Rentrée en images. En septembre la fondation participe à la Rentrée en images avec des animations d’ateliers pour les écoles, collèges, lycées, enseignement supérieur. L’idée est de décrypter le programme en initiant une pédagogie de l’interprétation de l’image, de l’histoire qu’elle raconte et du regard photographique qu’elle sous-tend.
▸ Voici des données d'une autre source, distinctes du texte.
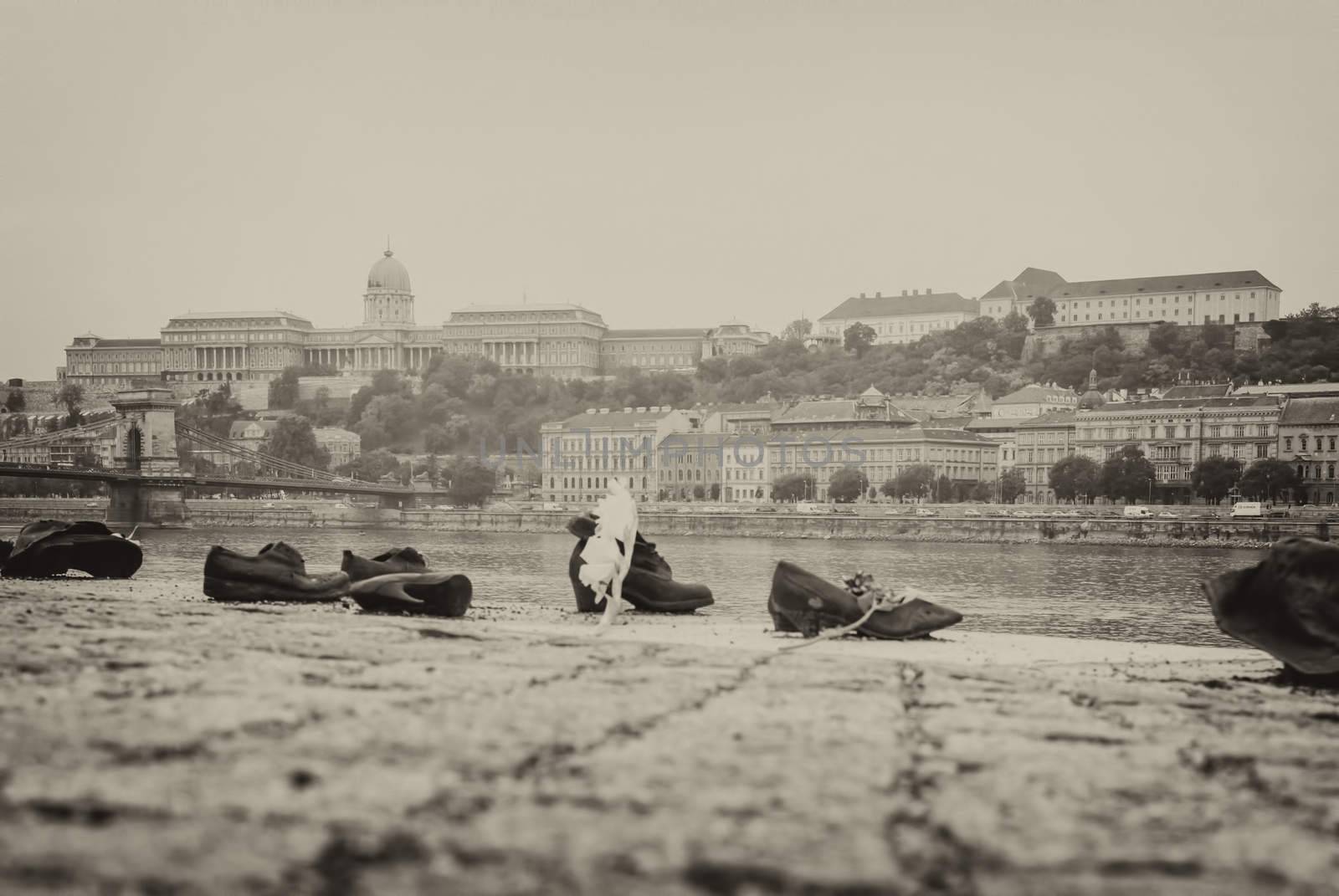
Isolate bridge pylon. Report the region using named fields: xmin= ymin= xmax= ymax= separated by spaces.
xmin=107 ymin=388 xmax=190 ymax=526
Le chemin que prend la Fondation Manuel Rivera-Ortiz suit de très près les évolutions de l'image documentaire et de ses nouveaux concepteurs en déclenchant l'étonnement et l'interrogation devant des sujets de société inhabituels. Après avoir parcouru les différents niveaux du bel hôtel particulier, on réalise la diversité des points de vue d'auteurs qui ont en commun de mener un travail de longue haleine pour que notre regard puisse s'arrêter et se poser sur des problématiques ignorées ou réactiver des sensations enfouies. Notre rapport à l'image est plus complexe qu'on le laisse souvent entendre, il peut être aussi plus partagé. Le travail mené à Arles par la MRO et La Kabine y contribuent grandement.